Y sin embargo, el cautiverio nunca es absoluto. Siempre hay deslizamientos, momentos en que el feed se detiene, cuando el bucle de dopamina falla, cuando la compulsión se debilita. Estos momentos son fugaces, a menudo anodinos: una pausa antes de abrir la aplicación, una conversación sin interrupciones de notificaciones, un día en que la señal es débil y el silencio no resulta insoportable. Los antropólogos llamarían a estos “espacios liminales”: momentos umbral en que el orden habitual se suspende y las alternativas, aunque frágiles, se vuelven pensables.

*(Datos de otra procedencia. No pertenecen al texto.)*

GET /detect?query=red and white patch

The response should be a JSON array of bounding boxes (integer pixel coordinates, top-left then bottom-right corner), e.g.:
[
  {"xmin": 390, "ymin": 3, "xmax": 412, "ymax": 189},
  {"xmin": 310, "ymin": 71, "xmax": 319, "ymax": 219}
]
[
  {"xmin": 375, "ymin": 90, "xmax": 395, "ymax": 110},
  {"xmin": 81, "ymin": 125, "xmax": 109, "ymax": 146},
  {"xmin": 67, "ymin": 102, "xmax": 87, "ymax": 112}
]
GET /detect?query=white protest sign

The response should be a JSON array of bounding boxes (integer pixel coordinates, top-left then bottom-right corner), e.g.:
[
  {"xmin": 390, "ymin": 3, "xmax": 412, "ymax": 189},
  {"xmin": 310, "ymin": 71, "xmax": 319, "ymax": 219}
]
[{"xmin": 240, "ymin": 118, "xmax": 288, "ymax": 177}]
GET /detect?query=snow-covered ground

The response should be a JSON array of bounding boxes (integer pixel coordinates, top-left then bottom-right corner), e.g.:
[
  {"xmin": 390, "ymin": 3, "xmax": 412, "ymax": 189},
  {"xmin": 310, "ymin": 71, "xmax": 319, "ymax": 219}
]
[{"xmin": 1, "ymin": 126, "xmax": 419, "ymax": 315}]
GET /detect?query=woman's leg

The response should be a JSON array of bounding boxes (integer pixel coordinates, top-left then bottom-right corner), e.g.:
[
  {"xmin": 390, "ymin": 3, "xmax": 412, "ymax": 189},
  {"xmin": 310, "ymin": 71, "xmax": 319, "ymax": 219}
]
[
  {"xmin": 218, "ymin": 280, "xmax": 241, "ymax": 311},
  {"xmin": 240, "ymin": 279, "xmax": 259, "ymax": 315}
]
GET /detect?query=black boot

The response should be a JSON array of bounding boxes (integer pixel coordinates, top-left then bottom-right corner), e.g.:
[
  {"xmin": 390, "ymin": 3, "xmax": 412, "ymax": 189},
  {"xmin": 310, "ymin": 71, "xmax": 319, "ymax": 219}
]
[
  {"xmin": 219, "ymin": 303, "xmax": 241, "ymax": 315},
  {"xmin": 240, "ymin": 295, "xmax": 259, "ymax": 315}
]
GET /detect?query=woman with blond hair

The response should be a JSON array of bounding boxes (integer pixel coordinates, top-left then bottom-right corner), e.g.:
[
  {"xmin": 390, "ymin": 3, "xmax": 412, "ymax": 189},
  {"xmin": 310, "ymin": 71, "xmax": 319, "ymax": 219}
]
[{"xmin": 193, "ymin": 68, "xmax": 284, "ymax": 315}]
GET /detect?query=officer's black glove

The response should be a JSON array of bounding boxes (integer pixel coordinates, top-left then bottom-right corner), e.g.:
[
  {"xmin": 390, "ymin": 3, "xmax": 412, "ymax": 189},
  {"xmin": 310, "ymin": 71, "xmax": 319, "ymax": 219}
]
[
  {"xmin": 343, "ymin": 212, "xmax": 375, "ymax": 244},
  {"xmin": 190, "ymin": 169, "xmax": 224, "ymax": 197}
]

La cuestión es si estos momentos pueden cultivarse hasta convertirse en algo mayor: una reorientación del entorno digital hacia fines humanos y no imperativos algorítmicos. La historia no ofrece garantías. Las tecnologías rara vez retroceden; se transforman, absorben las críticas y se reafirman en formas alteradas. Pero reconocer el cautiverio es, quizá, el primer paso para aflojar su control. El registro antropológico está lleno de sociedades que han renegociado sus relaciones con sistemas dominantes, a veces de manera sutil, a veces mediante rupturas.

Podríamos, al final, ser menos prisioneros que rehenes: atados no por nuestra propia debilidad, sino por el entrelazamiento de la supervivencia con los mismos sistemas que nos explotan. El rescate no se mide en dinero, sino en atención, en el goteo constante de nuestra presencia hacia bases de datos que nunca veremos. Y, sin embargo, incluso los rehenes a veces escapan, no por la fuerza, sino alterando los términos de la dependencia, encontrando grietas en muros que antes parecían intactos.